Days Twenty-Five and Twenty-Six: Saturday, August 30th - Sunday, August 31th, 2025 – Shape Note Singing on Little Island (NY, NY) led by Sam Amidon
For this series of articles, our writer Ty Maxwell will be documenting his tour of the Northeast, spanning from August 6th to September 8th. Maxwell will be writing reflections and insights into the process of booking and executing a DIY tour as an independent artist, the relationships that enable the whole enterprise, and the general day-to-day experience: the minutiae, difficulties and triumphs involved in touring as a solo musician.
Well, my editor will be pleased to know that I am in fact human and am finally dealing with tour exhaustion, mostly brought on from lack of sleep and the demands of long drives on a holiday weekend. My weariness amazes me! Since I stopped playing shows in order to attend TradMAD (the folk music camp I attended and reviewed here), I’ve indulged in some late nights and partying, which, paired with all the long drives, has knocked me out. Not to mention that I spent a few days off in NYC, which is not the place for kicking back and relaxing. Fresh on the heels of a week of communal singing, folk music and dancing, my appetite for collective energy was still strong, and fortuitously, there was an event on Sunday that perfectly met my desires: a free, unticketed "shape note" singing event, open to the public and lead by the great folk and experimental musician Sam Amidon. Shape note singing refers to the use of distinctive shapes to describe pitches in order to facilitate easier sight-reading among communities — usually congregations — of people without standard musical training. This particular night featured the world premiere of three compositions inspired by the shape note tradition, composed by Cleek Shrey, Anna Roberts-Gevalt, and Darian Donovan Thomas, respectively.

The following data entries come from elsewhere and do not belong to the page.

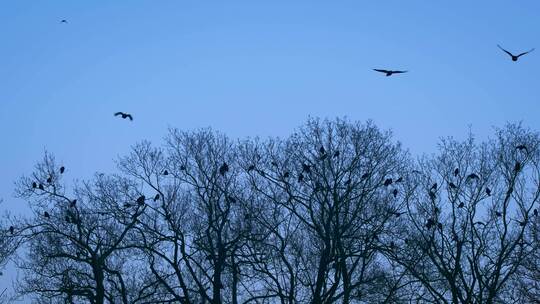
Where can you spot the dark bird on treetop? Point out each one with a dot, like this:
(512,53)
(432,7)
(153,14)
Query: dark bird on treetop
(515,57)
(124,115)
(389,72)
(472,176)
(223,169)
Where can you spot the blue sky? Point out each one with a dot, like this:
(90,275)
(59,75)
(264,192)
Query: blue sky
(252,68)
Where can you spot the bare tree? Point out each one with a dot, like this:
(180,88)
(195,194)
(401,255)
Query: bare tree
(468,213)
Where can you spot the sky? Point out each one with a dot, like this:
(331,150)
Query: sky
(253,68)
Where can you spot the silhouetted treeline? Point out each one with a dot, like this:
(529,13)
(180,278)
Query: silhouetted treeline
(338,212)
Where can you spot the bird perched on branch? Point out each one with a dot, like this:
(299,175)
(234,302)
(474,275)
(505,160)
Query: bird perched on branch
(389,72)
(124,115)
(515,57)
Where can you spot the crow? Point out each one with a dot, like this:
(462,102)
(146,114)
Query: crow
(124,115)
(515,57)
(223,169)
(389,72)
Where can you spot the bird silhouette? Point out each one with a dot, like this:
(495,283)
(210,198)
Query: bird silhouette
(389,72)
(522,147)
(223,169)
(472,176)
(124,115)
(515,57)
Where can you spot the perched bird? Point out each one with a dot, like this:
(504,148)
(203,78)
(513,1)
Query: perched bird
(522,148)
(389,72)
(472,176)
(223,169)
(124,115)
(515,57)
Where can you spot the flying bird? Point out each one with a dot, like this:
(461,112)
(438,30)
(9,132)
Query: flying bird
(124,115)
(515,57)
(389,72)
(223,169)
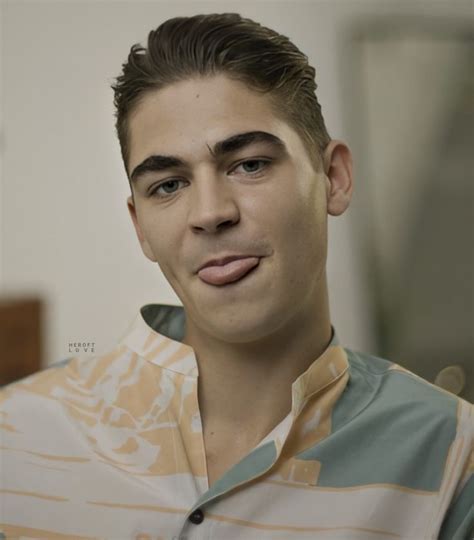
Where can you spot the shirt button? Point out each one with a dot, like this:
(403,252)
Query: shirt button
(197,517)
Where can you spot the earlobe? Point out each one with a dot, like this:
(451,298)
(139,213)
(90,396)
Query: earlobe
(141,237)
(337,160)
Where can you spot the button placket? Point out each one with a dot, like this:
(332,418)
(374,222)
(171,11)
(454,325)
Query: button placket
(197,517)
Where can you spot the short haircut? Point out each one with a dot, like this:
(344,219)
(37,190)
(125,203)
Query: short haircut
(204,45)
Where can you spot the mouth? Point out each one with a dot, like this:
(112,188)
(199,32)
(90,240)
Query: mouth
(230,272)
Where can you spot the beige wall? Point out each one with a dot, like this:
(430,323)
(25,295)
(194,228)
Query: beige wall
(65,229)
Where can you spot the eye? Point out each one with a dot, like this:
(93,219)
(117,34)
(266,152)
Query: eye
(251,167)
(166,188)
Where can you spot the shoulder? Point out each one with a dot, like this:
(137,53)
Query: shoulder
(396,386)
(75,379)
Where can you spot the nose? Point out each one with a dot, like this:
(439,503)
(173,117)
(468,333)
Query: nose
(213,206)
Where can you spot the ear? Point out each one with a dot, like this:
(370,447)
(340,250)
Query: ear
(337,162)
(141,237)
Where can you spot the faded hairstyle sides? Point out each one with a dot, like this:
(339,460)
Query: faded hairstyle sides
(206,45)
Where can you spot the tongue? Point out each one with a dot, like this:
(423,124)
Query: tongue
(227,273)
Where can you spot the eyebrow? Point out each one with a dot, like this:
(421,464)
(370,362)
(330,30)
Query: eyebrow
(232,144)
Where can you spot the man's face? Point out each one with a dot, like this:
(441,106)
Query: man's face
(214,196)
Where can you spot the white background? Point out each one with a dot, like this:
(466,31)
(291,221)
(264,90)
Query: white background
(65,231)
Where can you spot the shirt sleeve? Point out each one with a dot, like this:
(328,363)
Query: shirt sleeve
(459,520)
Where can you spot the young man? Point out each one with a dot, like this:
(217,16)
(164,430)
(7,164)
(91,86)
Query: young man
(238,416)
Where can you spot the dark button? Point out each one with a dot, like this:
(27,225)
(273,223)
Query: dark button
(197,517)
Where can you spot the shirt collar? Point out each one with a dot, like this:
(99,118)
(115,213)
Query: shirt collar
(158,329)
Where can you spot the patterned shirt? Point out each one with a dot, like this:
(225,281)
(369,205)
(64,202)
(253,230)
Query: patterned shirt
(112,447)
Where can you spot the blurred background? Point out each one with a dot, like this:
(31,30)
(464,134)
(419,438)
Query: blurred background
(395,82)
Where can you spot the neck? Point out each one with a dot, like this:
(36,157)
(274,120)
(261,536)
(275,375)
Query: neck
(249,384)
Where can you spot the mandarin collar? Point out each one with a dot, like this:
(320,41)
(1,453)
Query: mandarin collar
(158,329)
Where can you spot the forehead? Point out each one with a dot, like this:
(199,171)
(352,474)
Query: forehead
(187,117)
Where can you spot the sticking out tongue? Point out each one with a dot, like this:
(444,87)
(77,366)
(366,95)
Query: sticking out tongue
(227,273)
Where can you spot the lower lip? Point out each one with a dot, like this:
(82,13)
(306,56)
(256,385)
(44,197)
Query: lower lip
(228,273)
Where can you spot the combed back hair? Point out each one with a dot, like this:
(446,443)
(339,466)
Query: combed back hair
(204,45)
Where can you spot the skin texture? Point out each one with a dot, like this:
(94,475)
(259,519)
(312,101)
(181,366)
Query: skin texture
(253,338)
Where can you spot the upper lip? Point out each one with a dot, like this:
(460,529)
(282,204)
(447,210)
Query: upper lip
(220,261)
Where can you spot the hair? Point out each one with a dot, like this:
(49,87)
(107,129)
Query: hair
(204,45)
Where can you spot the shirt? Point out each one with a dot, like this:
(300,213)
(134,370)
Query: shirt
(112,447)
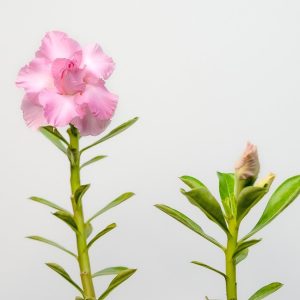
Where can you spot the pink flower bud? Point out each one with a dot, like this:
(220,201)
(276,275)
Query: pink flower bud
(266,182)
(248,166)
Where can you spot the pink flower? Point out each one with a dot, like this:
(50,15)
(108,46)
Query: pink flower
(248,166)
(65,84)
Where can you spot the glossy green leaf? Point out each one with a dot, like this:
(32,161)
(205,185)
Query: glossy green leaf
(120,278)
(79,193)
(54,138)
(205,201)
(110,271)
(244,245)
(249,197)
(183,219)
(49,242)
(266,291)
(226,185)
(93,160)
(101,233)
(113,133)
(226,190)
(48,203)
(67,218)
(209,267)
(192,182)
(112,204)
(284,195)
(241,256)
(61,271)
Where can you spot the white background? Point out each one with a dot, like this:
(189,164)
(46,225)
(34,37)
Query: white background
(204,77)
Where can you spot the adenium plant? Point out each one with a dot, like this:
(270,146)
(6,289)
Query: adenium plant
(239,193)
(65,87)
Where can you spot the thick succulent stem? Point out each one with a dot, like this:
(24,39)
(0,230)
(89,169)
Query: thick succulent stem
(81,237)
(231,284)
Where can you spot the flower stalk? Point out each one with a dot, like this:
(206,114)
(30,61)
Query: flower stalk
(81,237)
(231,281)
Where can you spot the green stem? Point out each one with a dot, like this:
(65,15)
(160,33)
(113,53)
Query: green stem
(83,255)
(231,284)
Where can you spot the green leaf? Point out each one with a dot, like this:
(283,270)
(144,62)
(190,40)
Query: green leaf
(61,271)
(249,197)
(51,134)
(110,271)
(101,233)
(244,245)
(112,204)
(49,242)
(183,219)
(241,256)
(93,160)
(226,189)
(79,193)
(285,194)
(204,200)
(88,229)
(209,267)
(48,203)
(226,185)
(120,278)
(113,133)
(266,291)
(67,218)
(191,182)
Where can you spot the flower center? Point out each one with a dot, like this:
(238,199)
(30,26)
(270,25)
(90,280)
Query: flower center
(68,77)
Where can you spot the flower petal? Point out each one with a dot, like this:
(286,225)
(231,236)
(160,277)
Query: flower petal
(59,109)
(90,124)
(97,62)
(36,76)
(57,44)
(100,101)
(33,112)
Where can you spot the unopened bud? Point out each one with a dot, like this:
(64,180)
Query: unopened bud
(267,181)
(248,166)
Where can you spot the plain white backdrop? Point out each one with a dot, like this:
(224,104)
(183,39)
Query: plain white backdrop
(204,77)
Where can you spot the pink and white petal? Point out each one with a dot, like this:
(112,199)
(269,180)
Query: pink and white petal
(59,110)
(57,44)
(90,124)
(36,76)
(100,101)
(33,112)
(97,62)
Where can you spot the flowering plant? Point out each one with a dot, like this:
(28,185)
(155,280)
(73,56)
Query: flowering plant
(239,193)
(65,86)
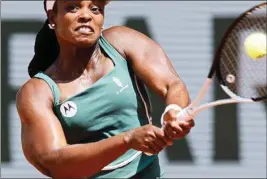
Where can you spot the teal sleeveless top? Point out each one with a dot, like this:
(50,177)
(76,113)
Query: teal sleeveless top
(116,103)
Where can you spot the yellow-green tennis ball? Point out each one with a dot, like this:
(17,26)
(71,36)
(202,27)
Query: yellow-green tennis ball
(255,45)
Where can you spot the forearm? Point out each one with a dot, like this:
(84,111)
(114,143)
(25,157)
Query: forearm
(84,160)
(177,94)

One thing that makes an event like this captivating, to me, is the swirl of energies — thought energies, physical energies, presence — that you get most palpably in scenarios where the music-making is shared and participatory, where the eye and the ear don’t know where to land or settle. Your focus is either intently on your part, if you’re singing, or on the shifting and undulating dynamics of the group as a whole, a living organism. I love when an event can sustain a multiplicity of meanings: when the ground itself is a collision of different ideas and perspectives around what the thing we’re doing even is, or what it’s for. Musical traditions that were once highly localized and regional, that sprang out of a self-contained community, are now encountered between stations, latching onto new hosts; where typical shape note singing happens in an old church or Quaker meeting house, producing massive sound that bounces back at you off the walls, here it was part of the greater sound of life in the city, both background and foreground. On the one hand, this was a curated cultural event on Little Island, and it attracted musicians and artists of the highest order (at one point, Laurie Anderson was singing next to me); on the other hand, Little Island is a public space, with tourists passing by and watching bemusedly, if even noticing our presence; it’s also a communal singing of religious songs, that may or may not be spiritual for its participants, a centuries-old tradition that itself shoots off from even deeper and stranger roots. We sat and sang in this contradictory space. To quote Dylan again: “Art is a disagreement.”
“It’s the case that the best acoustics, the best sound of this whole thing, is in the middle of this square,” Amidon said, addressing the entire seated singing crowd. It was an invitation to go deeper into the sound, into the songs. “Let’s blast this one,” he’d often say, meaning we would not go over the parts by section: just straight into it, all together, whether we could read the shapes or not. Some of us came from singing families and communities, like the Amidons themselves, while just as many had never sang in a group in their lives, or not since they were children. “This one has some of the richest harmonies of any shape note song, so if you’re thinking of coming in and hearing it from the center, I highly recommend it,” Amidon exclaimed at one point, inspiring several to excitedly join the middle. Planes, birds, clouds and light all streaked by at their own speeds above us, while tenors, altos, basses and sopranos faced each other, singing into the shared air, where tradition always comes to life.